Background: Low back pain (LBP), affecting ~10% of the global population, is a major public health challenge, with elevated prevalence in China (20.88–29.88%). Lumbar disc herniation (LDH), a leading cause of LBP (12–43% of cases), involves nucleus pulposus displacement and annulus fibrosus compromise. While conservative therapies resolve symptoms in 75% of patients, refractory cases necessitate surgery. Percutaneous Endoscopic Lumbar Discectomy (PELD) is a minimally invasive option with favorable outcomes. This systematic review and meta-analysis evaluate the efficacy of minimally invasive surgeries for LDH, focusing on pain reduction, functional improvement, and recurrence.
Methods: Following PRISMA guidelines, PubMed, Scopus, and Web of Science were systematically searched using keywords related to LDH, minimally invasive surgery, and clinical outcomes. Eligible studies included confirmed LDH diagnoses, detailed surgical data, and postoperative outcome measures. Two researchers independently screened articles and extracted data. Meta-analyses (RevMan 5.4, STATA 17.0) employed random-effects models to calculate mean differences (MDs) and odds ratios (ORs). Sensitivity and publication bias analyses were conducted.
Results: Among 11,626 screened articles, 14 studies (1,108 patients) met inclusion criteria. All procedures significantly reduced back and leg pain at 3, 6, and 12 months postoperatively. Unilateral Biportal Endoscopic (UBE) surgery demonstrated the largest improvements in Visual Analog Scale (VAS) scores for back and leg pain across all intervals.

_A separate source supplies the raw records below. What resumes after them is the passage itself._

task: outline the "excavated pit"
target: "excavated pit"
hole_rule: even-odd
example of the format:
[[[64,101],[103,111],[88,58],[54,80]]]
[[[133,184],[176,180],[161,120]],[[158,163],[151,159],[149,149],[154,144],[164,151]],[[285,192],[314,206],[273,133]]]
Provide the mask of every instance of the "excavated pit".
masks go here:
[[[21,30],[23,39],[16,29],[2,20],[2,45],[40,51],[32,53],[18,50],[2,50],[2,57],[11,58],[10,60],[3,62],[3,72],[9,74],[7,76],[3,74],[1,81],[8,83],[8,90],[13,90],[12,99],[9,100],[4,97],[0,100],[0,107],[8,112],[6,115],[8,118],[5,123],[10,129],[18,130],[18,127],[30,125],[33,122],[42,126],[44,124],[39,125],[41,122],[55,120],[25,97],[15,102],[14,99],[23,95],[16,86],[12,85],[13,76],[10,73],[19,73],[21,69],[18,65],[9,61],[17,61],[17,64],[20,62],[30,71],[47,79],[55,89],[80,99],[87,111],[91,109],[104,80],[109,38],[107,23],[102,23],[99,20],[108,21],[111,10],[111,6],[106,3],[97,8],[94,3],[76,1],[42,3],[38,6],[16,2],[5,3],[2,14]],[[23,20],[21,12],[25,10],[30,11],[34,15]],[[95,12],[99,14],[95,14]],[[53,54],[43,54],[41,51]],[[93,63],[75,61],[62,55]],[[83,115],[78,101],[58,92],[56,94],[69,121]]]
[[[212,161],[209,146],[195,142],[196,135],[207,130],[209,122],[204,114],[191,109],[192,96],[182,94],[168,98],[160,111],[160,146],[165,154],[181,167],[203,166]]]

PELD with annular suture yielded the highest Oswestry Disability Index (ODI) improvements (MD: 65.32 at 3 months; 70.93 at 12 months). UBE also outperformed other techniques in functional outcomes. Recurrence rates between Microendoscopic Lumbar Discectomy (MELD) and PELD were comparable (OR: 0.90; 95% CI: 0.37–2.22).

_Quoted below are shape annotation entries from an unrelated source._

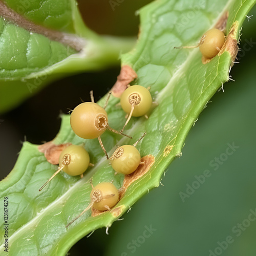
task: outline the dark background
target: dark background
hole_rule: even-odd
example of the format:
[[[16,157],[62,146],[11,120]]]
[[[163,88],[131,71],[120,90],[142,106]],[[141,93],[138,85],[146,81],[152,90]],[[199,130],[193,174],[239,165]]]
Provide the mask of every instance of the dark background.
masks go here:
[[[139,19],[135,11],[151,1],[124,1],[114,11],[109,1],[78,2],[90,28],[100,34],[126,36],[137,34]],[[236,82],[226,83],[224,93],[218,92],[201,114],[185,141],[183,156],[171,164],[163,178],[164,186],[143,197],[124,216],[124,220],[114,223],[109,236],[104,229],[96,230],[73,246],[70,255],[208,255],[209,250],[214,251],[219,246],[217,243],[228,236],[234,241],[222,249],[221,255],[256,255],[256,221],[239,237],[232,231],[247,218],[250,209],[256,208],[256,47],[244,51],[246,40],[256,42],[255,8],[250,15],[253,14],[243,26],[240,63],[230,73]],[[81,102],[80,97],[90,100],[91,90],[99,99],[114,84],[119,71],[116,67],[60,80],[1,115],[4,121],[0,123],[0,177],[12,169],[21,142],[40,144],[53,139],[59,129],[59,113],[73,109]],[[211,169],[209,162],[233,142],[240,147],[237,151],[216,171]],[[211,172],[211,177],[183,203],[180,191],[185,192],[195,176],[205,169]],[[138,244],[135,251],[129,249],[127,245],[150,225],[156,229],[152,235]]]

Conclusion: Minimally invasive surgeries, particularly UBE and PELD with annular suture, significantly improve pain and function in LDH patients. Despite methodological heterogeneity, results robustly support their efficacy. Personalized surgical selection and standardized protocols are critical to optimizing outcomes. Future research should prioritize identifying patient-specific predictors of success to guide precision interventions. This analysis provides evidence-based insights to enhance clinical decision-making and patient quality of life.